Boykin's job requires him to work closely with intelligence officers from Muslim countries. President Bush and other White House officials have taken pains since the Sept. 11, 2001, attacks to insist the war on terrorism is not a war against Islam.
However, a recent study released by the White House's own Advisory Group on Public Diplomacy found an overwhelming majority of respondents in nine Muslim countries surveyed perceived the United states as being anti-Islamic.
The day after they published the story revealing Boykin's comments, the L.A. Times called for Secretary of Defense Donald Rumsfeld to remove him from his position. On Oct. 21, the Washington Post called President Bush to, at minimum, criticize Boykin's comments in light of the fact he recently rebuked Malaysian Prime Minister Mahathir Mohamad for anti-Semitic comments.
So far, the White House has been silent on Boykin. Rumsfeld and Air Force Gen. Richard Myers, chairman of the Joint Chiefs of Staff, said he had not violated any military rules.
Boykin issued an apology Oct. 17, saying his comments had been taken out of context and he never intended to denigrate the Islamic faith or all Muslims.
Regarding his comments on the Somali warlord, Boykin said he had been referring not to the man's Islamic beliefs but to his “worship of money and power” as the “idolatry” that was inferior to Boykin's God.
“I am neither a zealot nor an extremist. Only a soldier who has an abiding faith,” Boykin said. “I am not anti-Islam or any other religion. I support the free exercise of all religions. For those who have been offended by my statements, I offer a sincere apology.”
He added: “I do believe radical extremists have tried to use Islam as a cause for attacks on America. As I have stated before, they are not true followers of Islam. In my view they are simply terrorists, much like the so-called 'Christians' of the white supremacy groups.”
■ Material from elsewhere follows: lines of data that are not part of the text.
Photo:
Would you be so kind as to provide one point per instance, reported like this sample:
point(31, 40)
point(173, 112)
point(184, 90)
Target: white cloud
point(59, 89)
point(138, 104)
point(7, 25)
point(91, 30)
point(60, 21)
Conservative commentators such as Family Research Council President Tony Perkins have defended Boykin's comments and suggested his critics are attacking the free-speech rights of Christians.
The pastor of the Daytona Beach church where Boykin delivered some of the controversial comments defended Boykin, whom he described as a “dear friend,” in a strongly-worded editorial released Oct. 20 by Baptist Press.
Bobby Welch, himself a military Special Forces veteran, declared: “I despise the unthinkable and asinine fact that some take cheap backstabbing shots at a real God-fearing American hero who continually risks his life to protect all of us.”
But a moderate Baptist ethicist said Boykin's comments seemed to reflect “bad theology.” Robert Parham, head of the Baptist Center for Ethics, said the real question about Boykin was whether his public statements were appropriate for someone in his position.
“Can he be trusted to act in the nation's interest instead of pursuing his own twisted theological agenda?” Parham asked in the Oct. 17 edition of the organization's e-mail newsletter, EthicsDaily.com. “The nation can ill afford a commander who sees the war on terrorism as a war between dueling deities.”
Rumsfeld announced Oct. 21 that Boykin had asked for an investigation of his past comments by the Pentagon's inspector general. The defense secretary again declined to comment on Boykin's statements, and said he would wait for the inspector general's report.